Despite all that’s happening in sub-Saharan Africa at the moment – think the AfroChampions Initiative and think Samba Bathily’s clean-energy-focussed Africa Development Solutions – the phrase continues to diss much of the continent.

In fact, as the World Bank recently noted, sub-Saharan Africa as a region had the most reforms in favour of women’s rights in the last 10 years. There were 71 different laws passed in the last decade that allowed women to start jobs and provided recourse from workplace harassment and domestic violence.

And yet ‘sub-Saharan Africa’ is a euphemism for hell on earth.

The Economist frankly put it as follows, in a recent piece that asked ‘What is sub-Saharan Africa?’: “Clearly, ‘sub-Saharan Africa’ is not just about physical geography, but has a cultural element too. Outsiders have often regarded the region with a mixture of ignorance, fantasy and racism.”
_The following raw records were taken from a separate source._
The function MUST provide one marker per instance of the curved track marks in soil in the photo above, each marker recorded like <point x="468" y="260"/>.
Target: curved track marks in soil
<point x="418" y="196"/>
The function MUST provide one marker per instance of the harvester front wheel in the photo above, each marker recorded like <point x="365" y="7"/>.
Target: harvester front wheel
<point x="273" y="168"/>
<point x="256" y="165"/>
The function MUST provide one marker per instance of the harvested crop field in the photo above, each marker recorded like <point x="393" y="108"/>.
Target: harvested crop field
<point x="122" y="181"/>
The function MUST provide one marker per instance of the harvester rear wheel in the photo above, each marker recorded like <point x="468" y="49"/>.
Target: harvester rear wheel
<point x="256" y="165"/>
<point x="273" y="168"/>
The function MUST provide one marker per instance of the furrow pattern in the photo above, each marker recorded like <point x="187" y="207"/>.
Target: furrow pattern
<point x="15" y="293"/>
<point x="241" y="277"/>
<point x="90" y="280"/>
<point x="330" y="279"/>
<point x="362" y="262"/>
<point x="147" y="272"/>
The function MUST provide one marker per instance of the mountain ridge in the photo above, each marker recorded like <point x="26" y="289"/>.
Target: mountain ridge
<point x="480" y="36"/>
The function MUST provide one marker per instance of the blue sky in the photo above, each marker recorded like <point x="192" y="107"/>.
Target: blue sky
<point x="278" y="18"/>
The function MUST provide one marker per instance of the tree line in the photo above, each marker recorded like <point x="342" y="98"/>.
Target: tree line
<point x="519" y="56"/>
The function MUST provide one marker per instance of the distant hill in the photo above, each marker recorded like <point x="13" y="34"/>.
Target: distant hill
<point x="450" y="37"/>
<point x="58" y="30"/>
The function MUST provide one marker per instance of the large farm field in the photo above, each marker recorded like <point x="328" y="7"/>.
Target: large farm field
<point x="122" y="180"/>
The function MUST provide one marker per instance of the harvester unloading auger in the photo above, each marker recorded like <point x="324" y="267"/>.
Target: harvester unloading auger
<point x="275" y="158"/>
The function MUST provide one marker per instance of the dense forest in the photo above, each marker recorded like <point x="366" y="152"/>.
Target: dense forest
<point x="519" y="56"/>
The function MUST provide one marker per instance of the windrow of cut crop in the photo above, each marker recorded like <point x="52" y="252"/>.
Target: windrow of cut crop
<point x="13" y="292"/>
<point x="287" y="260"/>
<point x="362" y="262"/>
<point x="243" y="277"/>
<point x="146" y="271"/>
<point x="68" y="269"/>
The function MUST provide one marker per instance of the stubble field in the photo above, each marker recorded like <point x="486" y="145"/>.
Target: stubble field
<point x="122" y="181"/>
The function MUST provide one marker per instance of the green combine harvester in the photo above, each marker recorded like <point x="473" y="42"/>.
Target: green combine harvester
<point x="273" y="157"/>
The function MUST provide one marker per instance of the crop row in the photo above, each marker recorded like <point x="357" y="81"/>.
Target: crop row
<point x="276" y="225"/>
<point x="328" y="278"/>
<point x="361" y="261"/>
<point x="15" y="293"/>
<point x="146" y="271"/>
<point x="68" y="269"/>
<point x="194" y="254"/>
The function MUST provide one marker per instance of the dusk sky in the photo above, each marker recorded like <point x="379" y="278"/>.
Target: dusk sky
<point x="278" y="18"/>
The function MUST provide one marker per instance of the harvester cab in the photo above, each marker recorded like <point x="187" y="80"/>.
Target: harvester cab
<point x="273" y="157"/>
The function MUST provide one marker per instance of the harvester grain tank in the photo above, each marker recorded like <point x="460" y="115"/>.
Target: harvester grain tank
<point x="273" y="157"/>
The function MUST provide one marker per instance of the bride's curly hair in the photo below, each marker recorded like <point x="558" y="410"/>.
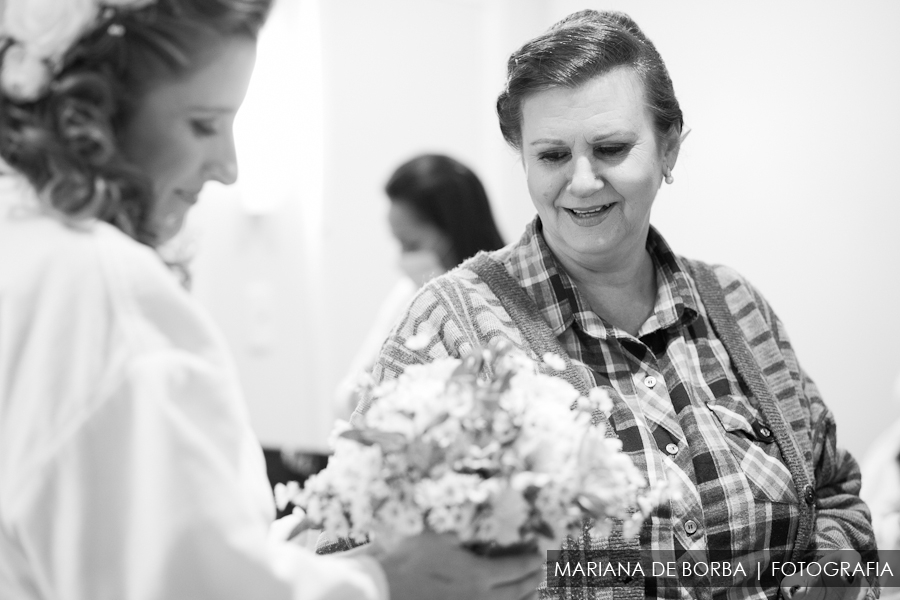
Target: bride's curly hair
<point x="66" y="142"/>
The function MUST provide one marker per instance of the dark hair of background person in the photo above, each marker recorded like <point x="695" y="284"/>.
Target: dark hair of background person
<point x="582" y="46"/>
<point x="65" y="142"/>
<point x="447" y="194"/>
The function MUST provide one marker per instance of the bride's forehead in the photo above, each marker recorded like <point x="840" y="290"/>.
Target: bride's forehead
<point x="610" y="101"/>
<point x="217" y="83"/>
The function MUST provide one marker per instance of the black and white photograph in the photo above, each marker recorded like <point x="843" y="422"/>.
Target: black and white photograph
<point x="449" y="300"/>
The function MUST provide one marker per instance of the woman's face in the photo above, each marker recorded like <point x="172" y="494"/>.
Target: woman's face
<point x="423" y="247"/>
<point x="593" y="166"/>
<point x="180" y="134"/>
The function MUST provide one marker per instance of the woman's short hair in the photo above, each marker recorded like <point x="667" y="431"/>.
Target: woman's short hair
<point x="447" y="194"/>
<point x="66" y="141"/>
<point x="578" y="48"/>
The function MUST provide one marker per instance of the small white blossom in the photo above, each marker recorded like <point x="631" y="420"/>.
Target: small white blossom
<point x="42" y="32"/>
<point x="24" y="76"/>
<point x="459" y="454"/>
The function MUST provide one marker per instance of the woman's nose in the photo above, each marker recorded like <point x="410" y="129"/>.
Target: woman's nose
<point x="584" y="182"/>
<point x="223" y="164"/>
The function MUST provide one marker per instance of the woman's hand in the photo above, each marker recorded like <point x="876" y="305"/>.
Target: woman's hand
<point x="435" y="566"/>
<point x="837" y="586"/>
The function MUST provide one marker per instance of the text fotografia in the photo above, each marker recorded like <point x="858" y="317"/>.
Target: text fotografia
<point x="590" y="571"/>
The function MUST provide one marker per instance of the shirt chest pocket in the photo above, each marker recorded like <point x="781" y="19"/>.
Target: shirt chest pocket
<point x="753" y="446"/>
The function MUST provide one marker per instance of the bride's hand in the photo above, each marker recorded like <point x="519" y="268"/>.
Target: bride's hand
<point x="437" y="567"/>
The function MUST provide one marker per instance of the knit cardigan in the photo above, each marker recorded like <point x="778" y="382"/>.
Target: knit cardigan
<point x="480" y="302"/>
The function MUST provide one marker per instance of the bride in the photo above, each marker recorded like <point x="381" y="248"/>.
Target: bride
<point x="128" y="468"/>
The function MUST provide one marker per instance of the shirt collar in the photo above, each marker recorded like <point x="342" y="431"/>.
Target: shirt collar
<point x="542" y="277"/>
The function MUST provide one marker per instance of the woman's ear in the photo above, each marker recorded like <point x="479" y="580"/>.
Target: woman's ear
<point x="673" y="146"/>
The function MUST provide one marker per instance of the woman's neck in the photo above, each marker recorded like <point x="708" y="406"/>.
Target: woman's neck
<point x="622" y="293"/>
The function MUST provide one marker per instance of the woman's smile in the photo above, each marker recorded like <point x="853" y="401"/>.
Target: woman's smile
<point x="593" y="164"/>
<point x="592" y="215"/>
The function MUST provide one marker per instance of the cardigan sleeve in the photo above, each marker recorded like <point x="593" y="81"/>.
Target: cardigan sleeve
<point x="426" y="332"/>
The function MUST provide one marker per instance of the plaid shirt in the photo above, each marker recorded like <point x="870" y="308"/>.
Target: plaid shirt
<point x="682" y="414"/>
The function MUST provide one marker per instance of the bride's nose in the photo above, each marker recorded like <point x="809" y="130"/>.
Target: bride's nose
<point x="584" y="181"/>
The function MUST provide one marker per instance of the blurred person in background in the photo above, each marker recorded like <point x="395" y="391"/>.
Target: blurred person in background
<point x="440" y="215"/>
<point x="128" y="466"/>
<point x="881" y="491"/>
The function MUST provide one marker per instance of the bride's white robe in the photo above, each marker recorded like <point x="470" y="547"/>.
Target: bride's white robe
<point x="128" y="469"/>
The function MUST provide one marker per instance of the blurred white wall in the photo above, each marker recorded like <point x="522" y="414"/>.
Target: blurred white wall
<point x="788" y="176"/>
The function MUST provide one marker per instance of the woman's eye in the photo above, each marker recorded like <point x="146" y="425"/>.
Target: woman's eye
<point x="203" y="127"/>
<point x="553" y="156"/>
<point x="611" y="150"/>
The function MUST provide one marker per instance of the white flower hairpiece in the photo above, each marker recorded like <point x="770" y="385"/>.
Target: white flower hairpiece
<point x="38" y="34"/>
In fact this is pretty well understood by the fact that in the 1960s and 1970s, the World Bank counted white-ruled South Africa  with the Middle East and North Africa. But in the late 1990s, when apartheid had ended and a black majority government was in charge, South Africa was placed in the sub-Saharan category.

The Economist recounted the above example of bias, which should, by rights, have prompted a re-assessment of the utility and value of ‘sub-Saharan Africa’ as a phrase.

But somewhat astonishingly, it still went on to declare: “So ‘sub-Saharan Africa’ will continue to appear, including in the pages of The Economist. Even if it is a little fuzzy around the edges.”

One has to wonder about the logic of this. Why not just say the “African country XX” rather than the “sub-Saharan country of XXX”? Are we any more informed by saying it’s sub-Saharan?